Хлопнула входная дверь. Видимо, соседка ушла куда-то.
Потрашев листал календарь.
Вот запись об этом самом Доме пионеров.
«Сегодня иду в Дом пионеров Смольнинского района. Будем читать Пришвина».
И следующий листок:
«Обязательно поговорить с Валей Славиной. Доказать ей, что так нельзя».
Да, отец был верен себе. Постоянно хотел кого-то в чем-то убедить, что-то втолковать, доказать то, что считал нужным.
Может быть, эта самая Валя Славина и звонила давеча? Та самая, которой надо доказать, что так нельзя?
Вновь зазвонил телефон. Соседки не было. И Потрашев пошел в коридор.
— Вас вызывает Синеволжск, — услышал он, сняв трубку.
Вслед за тем раздался голос сына:
— Старик, это я. Как дела?
— Никак, — сухо ответил Потрашев, чувствуя невольную досаду на сына за его голос, невозмутимо звонкий, за небрежный тон.
— Прими мои соболезнования, — бодро сказал сын. — Ну и все такое прочее, что полагается в этих случаях. Но жизнь есть жизнь. Слушай, если можно, купи мне готовальню, моя совсем уже никуда…
— И все? — спросил Потрашев.
— Пожалуй, — сказал сын. Может быть, он и хотел бы еще что-то добавить, но Потрашев, не слушая, не желая больше ничего слушать, положил трубку.
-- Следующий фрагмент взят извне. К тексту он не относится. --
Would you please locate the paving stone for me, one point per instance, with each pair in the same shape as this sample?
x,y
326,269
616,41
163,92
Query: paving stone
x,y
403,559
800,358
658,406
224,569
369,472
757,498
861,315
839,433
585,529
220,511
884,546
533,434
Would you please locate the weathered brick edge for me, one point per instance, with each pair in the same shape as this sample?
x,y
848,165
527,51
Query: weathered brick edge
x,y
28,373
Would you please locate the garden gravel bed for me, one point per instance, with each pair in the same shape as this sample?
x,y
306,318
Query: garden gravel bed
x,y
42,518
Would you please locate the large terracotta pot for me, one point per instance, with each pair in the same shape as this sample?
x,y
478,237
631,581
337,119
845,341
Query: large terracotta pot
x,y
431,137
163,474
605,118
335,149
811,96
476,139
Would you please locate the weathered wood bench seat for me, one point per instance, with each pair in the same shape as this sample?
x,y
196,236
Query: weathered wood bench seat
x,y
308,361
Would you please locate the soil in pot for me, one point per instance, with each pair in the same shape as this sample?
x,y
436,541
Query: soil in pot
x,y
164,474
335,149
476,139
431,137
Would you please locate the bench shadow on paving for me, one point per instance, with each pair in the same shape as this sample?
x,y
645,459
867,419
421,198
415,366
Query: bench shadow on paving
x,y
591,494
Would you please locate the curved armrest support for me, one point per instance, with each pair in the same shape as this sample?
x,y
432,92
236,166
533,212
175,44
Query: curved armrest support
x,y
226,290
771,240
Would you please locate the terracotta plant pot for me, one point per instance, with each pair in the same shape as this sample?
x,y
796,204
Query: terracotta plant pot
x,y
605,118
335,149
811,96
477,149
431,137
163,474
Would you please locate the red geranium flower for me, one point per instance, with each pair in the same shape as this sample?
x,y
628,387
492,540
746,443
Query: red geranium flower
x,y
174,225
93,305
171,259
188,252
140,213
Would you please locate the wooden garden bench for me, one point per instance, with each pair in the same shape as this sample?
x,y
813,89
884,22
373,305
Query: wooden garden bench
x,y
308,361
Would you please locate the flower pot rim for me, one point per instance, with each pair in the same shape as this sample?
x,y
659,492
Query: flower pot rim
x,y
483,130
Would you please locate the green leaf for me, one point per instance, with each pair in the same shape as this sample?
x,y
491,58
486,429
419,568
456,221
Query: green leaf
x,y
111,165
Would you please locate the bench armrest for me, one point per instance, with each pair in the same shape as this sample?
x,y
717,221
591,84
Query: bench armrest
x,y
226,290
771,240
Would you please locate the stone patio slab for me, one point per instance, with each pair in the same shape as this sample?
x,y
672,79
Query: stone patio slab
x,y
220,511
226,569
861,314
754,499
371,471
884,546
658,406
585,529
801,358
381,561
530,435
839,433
Несколько минут он стоял в темном, молчаливом коридоре, и снова, как раньше, на аэродроме, его охватило зябкое, неуютное сознание своего одиночества.
Впервые отчетливо и ясно он ощутил, что одинок.
Да, как ни странно, он, веселый, общительный, контактный, умеющий легко сближаться с людьми, одинок, как сыч. Абсолютно и неоспоримо!
Никогда раньше подобная мысль не приходила к нему. Может быть, потому, что был жив отец? Это был тот горячий, живой островок, к которому он мог прибиться всегда, в любое время, та нить, которая вела его от самого детства, от той поры до нынешних дней.